Kaynak: TDV İslâm Ansiklopedisi


GAVREMOĞULLARI XVII. ve XVIII. yüzyıllarda Kayseri’de öne çıkan önemli ailelerden birisidir.Gavremzade ailesi vakıfları ile birlikte bugün de devam etmektedir.Aile genellikle Gavremoğlu,Şişli ve Kulkuloğlu soyadlarına sahiptirler.Vakfın kurucusu Abdülkadir Ağanın konaklarının bulunduğu mahalle Hunat mahallesi yanında Gavremoğlu mahallesi ismini almış ve uzun yıllar bu isim yaşamıştır.Ancak şehrin son uygulamalarında bu mahalle,bitişiğindeki diğer mahallelerle birlikte kaldırılmış ve hepsini içine alan Hunat mahallesi oluşturulmuştur.Abdulkadir ağanın mahalle içinde ve vakfiyesinde de uzun uzun tarif ettiği birinci konağı daha sonra (herhalde akrabalıktan) eşraftan Mollaoğulları'na geçmiştir. Saraceddin (vakfiyede geçen Küçük Hunat) Medresesi bitişiğinde olup eski eser olarak tescil edilmiş bu evin son sahiplerinin ilgisizliği ve hatta yıkma teşebbüsleri neticesi iyice harap ve yok olma haline gelmiş ve son kalıntıları maalesef 1985 lerde tamamen ortadan kaldırılmıştır.Buna yakın olan Gavremoğlu'nun ikinci konağı ise yine tescilli eski eser olduğu halde yıkılıp tamamen yok olmak üzeredir.Sofasında bulunan Kayseri'nin en güzel ahşap işçiliğine sahip zarları 20 yıl kadar önce,İstanbul da bu işe merak salmış Türkiye'nin meşhur iş adamlarından birinin adamları tarafından sahiplerinden satın alınarak gizlice sökülüp götürülmüştür.Ev bu hali ile de kurtulabilme şansına sahiptir.Şu anda da Büyükşehir Belediyesi restorasyon çalışmaları devam etmekte olup konak eski haline getirilmektedir.

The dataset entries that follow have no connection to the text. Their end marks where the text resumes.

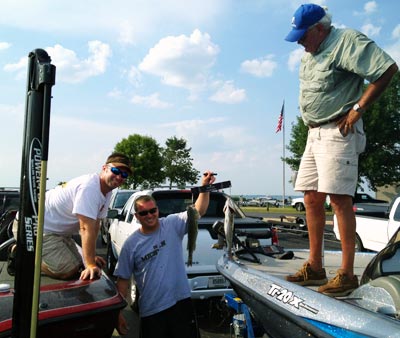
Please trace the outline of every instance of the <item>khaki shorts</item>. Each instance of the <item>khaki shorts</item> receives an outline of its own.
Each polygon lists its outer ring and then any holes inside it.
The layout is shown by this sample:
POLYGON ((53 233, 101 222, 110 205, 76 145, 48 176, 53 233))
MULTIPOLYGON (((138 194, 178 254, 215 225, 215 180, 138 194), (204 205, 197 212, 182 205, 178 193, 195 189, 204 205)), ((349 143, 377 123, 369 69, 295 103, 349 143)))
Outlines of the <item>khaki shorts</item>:
MULTIPOLYGON (((14 238, 17 239, 17 217, 13 222, 12 231, 14 238)), ((57 234, 43 235, 42 262, 47 265, 51 272, 56 274, 68 273, 83 265, 82 256, 72 237, 57 234)))
POLYGON ((366 137, 361 119, 353 127, 345 137, 335 122, 309 129, 294 190, 354 196, 366 137))
POLYGON ((57 274, 68 273, 83 264, 72 237, 57 234, 43 235, 42 262, 57 274))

Vakfın son mütevellisi evlattan İnşaat Mühendisi Naci Gavremoğlu'dur. Naci Gavremoğlu Belediyelerle yaptığı bir kısım anlaşmalarla vakıf arazilerini çoğunu imar parsellerine dönüştürmüş ve vakfı iyi bir gelire kavuşturmuştur.Ondan evvelki mütevelli rahmetli İnşaat Mühendisi Yılmaz Gavremoğlu Abdulkadir Ağa'dan sonra vakfın ikinci kurucusu olmuştur.Çünkü ona gelinceye kadar vakıf emlakı,bilhassa evlat olduğunu iddia eden bir kısım şahıslarca mülkiyetlerine geçirilerek nerde ise tamamen yok edilmiş iken,Yılmaz Bey ömrünü bunlar hakkında açtığı davalarla tüketmiş ve emlakın bir çoğunu tekrar vakfa tescil ettirerek vakfın yaşamasını sağlamıştır.